萧母被他说得有些松动,“那也不能是张晓晓,她就一个小村姑,何况,那丫头我也见过,你是不知道有多漂亮,你儿子若真将人娶回来,还有心忙学业吗?他才多大,起码也得等两年后,才能考虑他的亲事。”
萧父也没再劝,而是笑道:“你以为那些愿意求娶张晓晓的,真的只是因为她漂亮?”
萧父当初愿意求娶萧母,便是看重了她的单纯,见她一把年纪了,还如此天真,也不嫌弃,而是慢悠悠引导着。
萧母心中微动,“夫君的意思是?”
萧父道:“他们看重的自然是晓晓背后的摄政王,这些年你何时见过摄政王会对谁另眼相待?张晓晓却是其中之一,不管是她对摄政王有恩,还是旁的什么原因,若能将她娶回府,日后对摄政王有所求时,只要这丫头肯开口,只怕能够事半功倍。”
萧母有些不以为然,“她不过一个黄毛小丫头,哪能有这么大的作用,王爷又不是老糊涂了,还能听她的不成?”
萧父笑道:“你口中的黄毛小丫头,被王爷亲自带回了王府,为了给她出头,王爷不仅惩罚了安慧郡主,连长公主和玉阳公主的脸面都丝毫不顾,你真觉得她只是个无足轻重的小丫头?”
仔细想想还真是这样,使者过来朝拜时,萧母也参加了宫宴,曾亲眼目睹了裴修寒对晓晓的维护。
她没再说话。
萧父点到为止,“宸儿若真能娶到她,未必不是萧府的福气。

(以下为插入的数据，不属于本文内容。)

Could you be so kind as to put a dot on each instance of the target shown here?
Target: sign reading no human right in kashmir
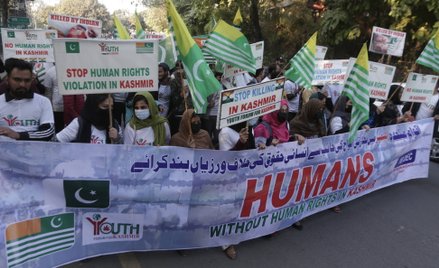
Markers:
(86, 66)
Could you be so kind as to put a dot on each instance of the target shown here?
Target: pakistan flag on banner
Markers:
(87, 193)
(34, 238)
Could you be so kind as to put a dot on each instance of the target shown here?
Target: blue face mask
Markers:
(142, 114)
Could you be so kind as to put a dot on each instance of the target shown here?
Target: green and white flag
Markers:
(303, 64)
(202, 82)
(87, 193)
(228, 44)
(430, 55)
(34, 238)
(356, 89)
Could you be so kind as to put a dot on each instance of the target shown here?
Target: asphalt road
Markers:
(394, 227)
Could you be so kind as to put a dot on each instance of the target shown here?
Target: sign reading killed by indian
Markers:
(75, 27)
(90, 66)
(28, 45)
(419, 87)
(385, 41)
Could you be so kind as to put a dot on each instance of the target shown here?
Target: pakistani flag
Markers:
(303, 64)
(34, 238)
(430, 56)
(140, 33)
(167, 51)
(356, 89)
(228, 44)
(122, 33)
(87, 193)
(202, 82)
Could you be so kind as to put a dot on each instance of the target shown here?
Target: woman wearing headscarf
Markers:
(309, 122)
(146, 127)
(190, 134)
(93, 123)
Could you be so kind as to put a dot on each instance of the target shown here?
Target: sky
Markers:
(111, 5)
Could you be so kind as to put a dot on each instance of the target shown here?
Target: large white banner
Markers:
(85, 200)
(75, 27)
(28, 45)
(241, 104)
(385, 41)
(419, 87)
(87, 66)
(380, 78)
(330, 71)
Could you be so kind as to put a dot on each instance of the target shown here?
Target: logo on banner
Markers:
(407, 158)
(108, 49)
(87, 193)
(147, 47)
(72, 47)
(39, 237)
(111, 227)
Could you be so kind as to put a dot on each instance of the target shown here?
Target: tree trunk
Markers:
(254, 17)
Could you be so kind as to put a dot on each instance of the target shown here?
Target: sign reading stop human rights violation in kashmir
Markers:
(241, 104)
(101, 66)
(28, 45)
(419, 87)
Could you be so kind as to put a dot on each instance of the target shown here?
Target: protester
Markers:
(292, 91)
(190, 134)
(389, 113)
(23, 114)
(164, 91)
(93, 124)
(146, 127)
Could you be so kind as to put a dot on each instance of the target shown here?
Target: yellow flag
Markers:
(121, 31)
(238, 18)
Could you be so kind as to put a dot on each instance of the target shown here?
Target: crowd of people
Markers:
(35, 110)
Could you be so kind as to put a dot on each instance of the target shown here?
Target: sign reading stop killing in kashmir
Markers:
(28, 45)
(241, 104)
(86, 66)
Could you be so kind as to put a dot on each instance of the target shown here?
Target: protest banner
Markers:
(330, 71)
(85, 200)
(380, 78)
(91, 66)
(28, 45)
(258, 53)
(321, 52)
(241, 104)
(385, 41)
(75, 27)
(419, 87)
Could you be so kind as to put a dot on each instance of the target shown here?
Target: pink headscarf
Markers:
(279, 129)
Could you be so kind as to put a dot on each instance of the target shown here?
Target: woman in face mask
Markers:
(274, 128)
(190, 134)
(146, 127)
(93, 124)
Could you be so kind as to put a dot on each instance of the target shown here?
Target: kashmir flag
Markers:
(238, 18)
(430, 56)
(228, 44)
(121, 31)
(356, 89)
(87, 193)
(167, 51)
(34, 238)
(202, 82)
(303, 64)
(140, 33)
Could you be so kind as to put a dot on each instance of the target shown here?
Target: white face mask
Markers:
(142, 114)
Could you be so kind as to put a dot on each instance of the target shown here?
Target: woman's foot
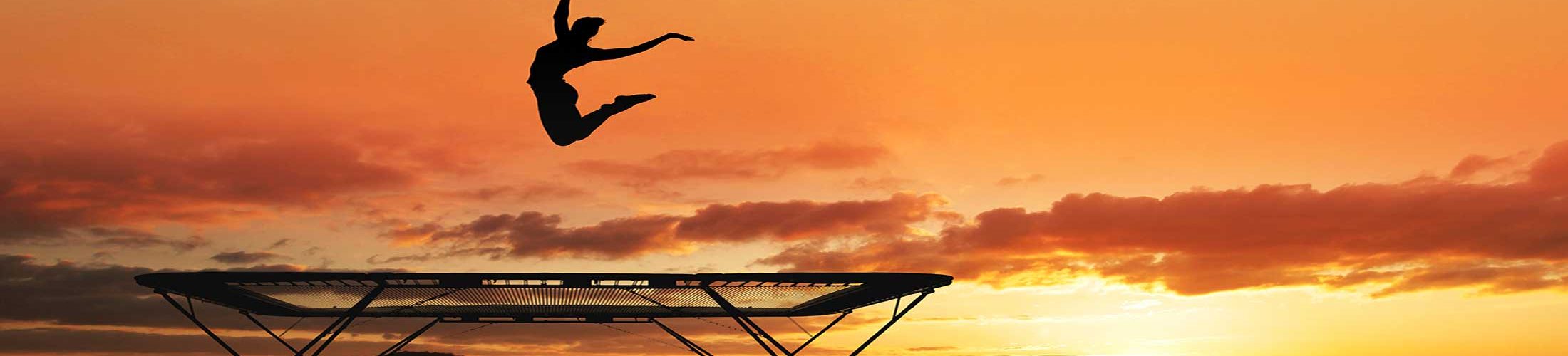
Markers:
(634, 99)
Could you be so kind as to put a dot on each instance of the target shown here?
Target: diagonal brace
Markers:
(192, 315)
(687, 342)
(410, 339)
(746, 323)
(269, 331)
(889, 322)
(820, 331)
(341, 323)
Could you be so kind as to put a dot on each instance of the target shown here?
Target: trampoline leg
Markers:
(341, 323)
(192, 315)
(692, 345)
(741, 319)
(269, 331)
(410, 339)
(819, 333)
(889, 322)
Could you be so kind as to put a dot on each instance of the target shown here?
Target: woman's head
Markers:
(587, 27)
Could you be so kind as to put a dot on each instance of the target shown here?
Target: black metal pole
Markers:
(269, 331)
(822, 331)
(350, 318)
(736, 314)
(692, 345)
(889, 322)
(198, 323)
(410, 339)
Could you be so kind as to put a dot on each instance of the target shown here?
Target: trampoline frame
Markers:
(869, 289)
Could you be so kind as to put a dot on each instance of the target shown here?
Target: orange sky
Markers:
(1104, 177)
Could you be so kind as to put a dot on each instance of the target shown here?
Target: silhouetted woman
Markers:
(569, 51)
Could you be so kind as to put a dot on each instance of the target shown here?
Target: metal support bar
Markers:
(734, 313)
(819, 333)
(410, 339)
(269, 331)
(192, 315)
(350, 318)
(889, 322)
(687, 342)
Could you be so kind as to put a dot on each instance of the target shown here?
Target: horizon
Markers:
(1131, 177)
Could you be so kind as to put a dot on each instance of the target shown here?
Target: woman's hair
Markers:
(587, 27)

你别忘了,她可不止是王爷的恩人,连皇上都待她非同一般。”
萧母这下是彻底没话反驳了。
萧宸走出萧府后,便入了皇宫,他不仅是裴景的伴读,还是裴景的嫡亲表哥,他那张脸就是一张出入的凭证,都无需掏出腰牌,侍卫瞧见他,便放了行。
萧宸一路走到了乾清宫,小太监瞧见他,躬身问了好,才进去通报。
他过来时,裴景正在苦逼的翻阅奏折,最近这段时间,除了要兼顾学业,他每晚还得批阅一个半时辰的奏折。

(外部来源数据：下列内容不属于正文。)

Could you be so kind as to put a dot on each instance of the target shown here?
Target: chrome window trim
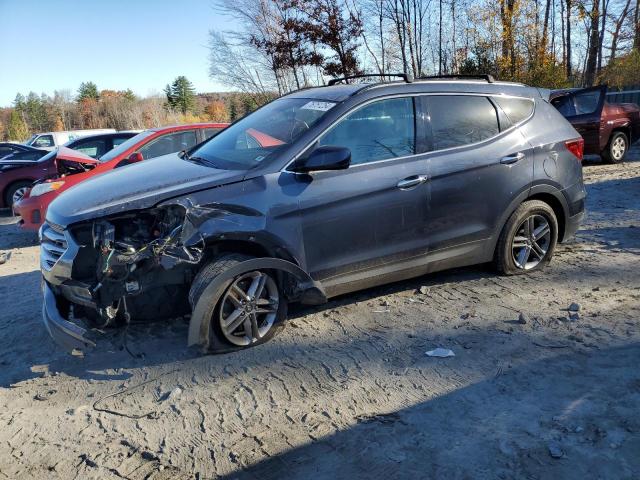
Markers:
(422, 94)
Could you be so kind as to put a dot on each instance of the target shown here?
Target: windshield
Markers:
(259, 136)
(124, 146)
(52, 153)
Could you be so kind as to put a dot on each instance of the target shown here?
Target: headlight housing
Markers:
(46, 187)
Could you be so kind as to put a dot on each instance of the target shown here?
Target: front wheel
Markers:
(248, 312)
(617, 148)
(528, 239)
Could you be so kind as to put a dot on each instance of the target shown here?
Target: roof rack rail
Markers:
(487, 77)
(404, 76)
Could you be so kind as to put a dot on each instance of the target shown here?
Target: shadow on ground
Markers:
(503, 427)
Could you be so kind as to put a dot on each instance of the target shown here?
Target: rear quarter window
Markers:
(516, 109)
(458, 120)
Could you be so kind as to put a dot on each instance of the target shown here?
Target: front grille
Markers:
(52, 246)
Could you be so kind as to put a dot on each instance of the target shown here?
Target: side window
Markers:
(94, 147)
(4, 151)
(587, 102)
(564, 105)
(44, 141)
(118, 140)
(516, 109)
(382, 130)
(458, 120)
(171, 143)
(210, 132)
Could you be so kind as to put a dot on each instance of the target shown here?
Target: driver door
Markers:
(358, 221)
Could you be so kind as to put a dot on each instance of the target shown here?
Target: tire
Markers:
(616, 149)
(12, 190)
(224, 338)
(518, 252)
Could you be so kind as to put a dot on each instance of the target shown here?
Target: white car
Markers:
(51, 140)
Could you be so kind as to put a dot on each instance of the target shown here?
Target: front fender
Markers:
(203, 310)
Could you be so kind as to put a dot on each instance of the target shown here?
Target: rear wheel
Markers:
(528, 239)
(617, 148)
(248, 312)
(15, 192)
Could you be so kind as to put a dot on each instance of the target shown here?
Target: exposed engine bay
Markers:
(138, 264)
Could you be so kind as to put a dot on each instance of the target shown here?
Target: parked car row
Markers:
(68, 168)
(26, 165)
(608, 129)
(321, 192)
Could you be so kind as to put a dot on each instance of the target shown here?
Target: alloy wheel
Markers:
(531, 242)
(618, 147)
(249, 308)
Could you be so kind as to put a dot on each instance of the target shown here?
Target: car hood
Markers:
(134, 187)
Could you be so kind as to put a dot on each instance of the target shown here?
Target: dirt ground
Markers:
(346, 390)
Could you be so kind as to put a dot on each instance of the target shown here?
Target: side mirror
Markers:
(324, 158)
(135, 157)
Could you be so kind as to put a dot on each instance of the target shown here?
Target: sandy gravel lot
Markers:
(346, 390)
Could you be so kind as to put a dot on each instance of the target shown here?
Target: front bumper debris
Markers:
(66, 334)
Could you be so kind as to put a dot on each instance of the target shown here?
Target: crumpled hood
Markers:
(134, 187)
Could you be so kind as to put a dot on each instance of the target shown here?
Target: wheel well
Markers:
(254, 249)
(625, 130)
(243, 247)
(555, 204)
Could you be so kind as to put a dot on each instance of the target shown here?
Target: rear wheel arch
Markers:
(558, 209)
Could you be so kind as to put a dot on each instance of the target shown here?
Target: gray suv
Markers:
(319, 193)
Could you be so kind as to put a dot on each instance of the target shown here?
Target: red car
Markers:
(608, 129)
(71, 171)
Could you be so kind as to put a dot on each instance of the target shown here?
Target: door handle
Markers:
(510, 159)
(411, 182)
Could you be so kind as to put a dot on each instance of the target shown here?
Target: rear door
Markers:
(479, 163)
(374, 212)
(583, 108)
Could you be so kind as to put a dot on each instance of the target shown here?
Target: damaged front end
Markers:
(135, 265)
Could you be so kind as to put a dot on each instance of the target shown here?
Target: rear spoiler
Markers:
(545, 93)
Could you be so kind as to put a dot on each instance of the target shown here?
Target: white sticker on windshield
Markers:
(315, 105)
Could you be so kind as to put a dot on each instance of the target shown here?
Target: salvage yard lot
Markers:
(346, 390)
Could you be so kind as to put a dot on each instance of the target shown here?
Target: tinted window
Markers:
(28, 155)
(587, 102)
(564, 105)
(260, 135)
(379, 131)
(461, 120)
(6, 151)
(44, 141)
(516, 109)
(94, 147)
(118, 140)
(210, 132)
(124, 146)
(171, 143)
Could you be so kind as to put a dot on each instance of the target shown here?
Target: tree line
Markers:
(284, 45)
(122, 110)
(288, 44)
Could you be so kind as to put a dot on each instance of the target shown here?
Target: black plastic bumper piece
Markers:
(66, 334)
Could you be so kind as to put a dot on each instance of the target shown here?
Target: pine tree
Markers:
(87, 90)
(181, 95)
(17, 128)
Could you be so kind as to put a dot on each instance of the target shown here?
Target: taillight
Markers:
(576, 147)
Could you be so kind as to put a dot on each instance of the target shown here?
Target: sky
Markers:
(48, 45)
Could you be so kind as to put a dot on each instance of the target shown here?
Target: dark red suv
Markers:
(608, 129)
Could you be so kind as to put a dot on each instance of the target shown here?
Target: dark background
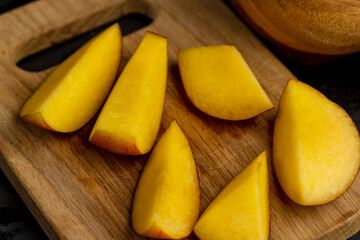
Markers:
(338, 81)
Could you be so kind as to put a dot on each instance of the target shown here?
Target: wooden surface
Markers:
(78, 191)
(318, 27)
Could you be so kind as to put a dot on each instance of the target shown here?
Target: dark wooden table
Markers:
(340, 82)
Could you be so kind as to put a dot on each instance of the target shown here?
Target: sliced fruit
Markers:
(167, 198)
(130, 119)
(241, 210)
(72, 94)
(316, 146)
(218, 81)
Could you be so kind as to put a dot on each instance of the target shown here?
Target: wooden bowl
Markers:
(306, 30)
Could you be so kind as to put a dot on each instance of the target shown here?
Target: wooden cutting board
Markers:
(78, 191)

瞧见萧宸,他才丢掉奏折,往龙椅上靠了靠。那副慵懒的模样,与裴修寒放松下来时,有七八成相似,“怎么这时候过来了?”
裴景和萧宸是一起长大的,感情自然非同寻常,萧宸象征性地请了安,便道:“上次皇上不是想跟我比骑射,我今日答应您。”
裴景呵了一声,眼睛转了转,熠熠生辉的桃花眼中,满是兴味,“你不是觉得无聊,不会是对朕有所求吧?”
萧宸一如既往的沉默,他静静看着他,也没过多解释的意思,只淡淡道:“比不比?”
“自然要比,天都黑了,就算要比,也得明日才行。”
裴景边说,边从龙椅上站了起来,他伸了伸懒腰,走到了萧宸身边,上下打量了他一眼,只觉得这小子有事瞒着他。
裴景最近苦练过骑射,有了七八成能够击败萧宸的把握,这才想跟他比赛。
上次他提出时,萧宸却以无聊拒绝了,这世上,除了皇叔,也只有这个表哥,面对他时,能够保持自我。
虽然时常被他气得牙痒痒,裴景其实还挺欣赏他的,他不由八卦道:“肯定有求于朕,才答应的吧?你先说一下,这次的赌注是什么,不然朕才不应。”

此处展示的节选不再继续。